LLM-Enhanced Knowledge Distillation for Sequence-Based Protein-Ligand Interaction Prediction

Accurate prediction of protein-ligand interactions is essential for drug discovery, supporting critical stages from lead optimization to therapeutic development. Many existing methods depend on high-resolution protein-ligand complex structures, which limits scalability and reduces robustness in structure-limited settings. To address these challenges, we introduce Multi-Combinatorial Knowledge Distillation (MCKD), a sequence-based framework that predicts protein-ligand interactions without requiring explicit three-dimensional structures at inference time. MCKD represents proteins and ligands as two-dimensional molecular graphs derived from their sequences and physicochemical properties, enabling effective learning from readily available inputs. To incorporate structural knowledge beyond sequence information, MCKD employs a hybrid distillation strategy that combines cross-modal distillation from a structure-based teacher with self-distillation to improve representation consistency across layers. To model protein-ligand interactions explicitly, MCKD integrates a bilinear attention network that captures residue-atom level associations and supports both binding affinity regression and binary interaction classification.
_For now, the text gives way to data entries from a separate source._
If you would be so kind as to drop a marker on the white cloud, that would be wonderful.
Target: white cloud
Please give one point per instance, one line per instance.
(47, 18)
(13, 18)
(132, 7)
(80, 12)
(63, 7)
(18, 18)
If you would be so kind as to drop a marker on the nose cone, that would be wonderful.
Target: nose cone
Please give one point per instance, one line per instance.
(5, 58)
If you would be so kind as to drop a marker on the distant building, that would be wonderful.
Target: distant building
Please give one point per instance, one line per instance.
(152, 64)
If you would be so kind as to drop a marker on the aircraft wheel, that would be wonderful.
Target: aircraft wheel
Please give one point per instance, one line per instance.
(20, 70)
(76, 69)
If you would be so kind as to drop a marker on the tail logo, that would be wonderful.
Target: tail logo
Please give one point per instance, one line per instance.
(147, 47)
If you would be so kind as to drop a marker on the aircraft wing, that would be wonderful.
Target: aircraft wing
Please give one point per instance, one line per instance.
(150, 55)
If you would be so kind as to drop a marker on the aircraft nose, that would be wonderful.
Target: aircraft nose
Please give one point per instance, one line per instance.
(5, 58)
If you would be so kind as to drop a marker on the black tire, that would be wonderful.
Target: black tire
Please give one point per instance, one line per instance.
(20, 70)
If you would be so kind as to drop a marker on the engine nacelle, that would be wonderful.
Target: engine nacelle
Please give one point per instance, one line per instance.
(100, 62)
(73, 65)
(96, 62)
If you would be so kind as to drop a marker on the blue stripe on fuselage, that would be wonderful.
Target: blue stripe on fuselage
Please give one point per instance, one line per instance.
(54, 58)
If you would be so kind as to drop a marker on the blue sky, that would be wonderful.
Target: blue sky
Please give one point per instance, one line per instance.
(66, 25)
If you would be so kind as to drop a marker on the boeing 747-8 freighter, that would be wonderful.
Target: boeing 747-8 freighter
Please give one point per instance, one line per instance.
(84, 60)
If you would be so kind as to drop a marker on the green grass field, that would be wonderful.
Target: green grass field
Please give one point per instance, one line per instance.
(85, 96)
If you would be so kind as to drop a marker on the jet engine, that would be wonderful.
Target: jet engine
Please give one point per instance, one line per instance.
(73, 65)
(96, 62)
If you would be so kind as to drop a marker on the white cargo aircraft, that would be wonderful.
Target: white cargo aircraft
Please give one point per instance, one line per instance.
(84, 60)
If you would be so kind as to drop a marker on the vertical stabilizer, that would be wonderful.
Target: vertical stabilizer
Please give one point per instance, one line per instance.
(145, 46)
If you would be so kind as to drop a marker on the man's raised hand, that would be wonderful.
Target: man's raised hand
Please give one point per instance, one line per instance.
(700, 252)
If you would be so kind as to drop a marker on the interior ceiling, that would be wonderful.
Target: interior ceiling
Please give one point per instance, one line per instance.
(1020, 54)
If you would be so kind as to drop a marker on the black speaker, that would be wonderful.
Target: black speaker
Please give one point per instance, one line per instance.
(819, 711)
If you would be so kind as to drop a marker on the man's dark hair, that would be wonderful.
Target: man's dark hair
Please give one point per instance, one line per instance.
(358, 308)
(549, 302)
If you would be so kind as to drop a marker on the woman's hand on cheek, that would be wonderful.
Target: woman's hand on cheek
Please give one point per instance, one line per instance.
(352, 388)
Evaluations on multiple public benchmark datasets show that MCKD consistently outperforms existing sequence-based methods and achieves performance comparable to structure-based approaches. The model also generalizes well to unseen proteins and novel ligand scaffolds, while providing interpretable insights into key molecular interaction regions. These results suggest that MCKD offers a scalable and effective solution for protein-ligand interaction prediction, particularly for structure-free and data-limited drug discovery applications.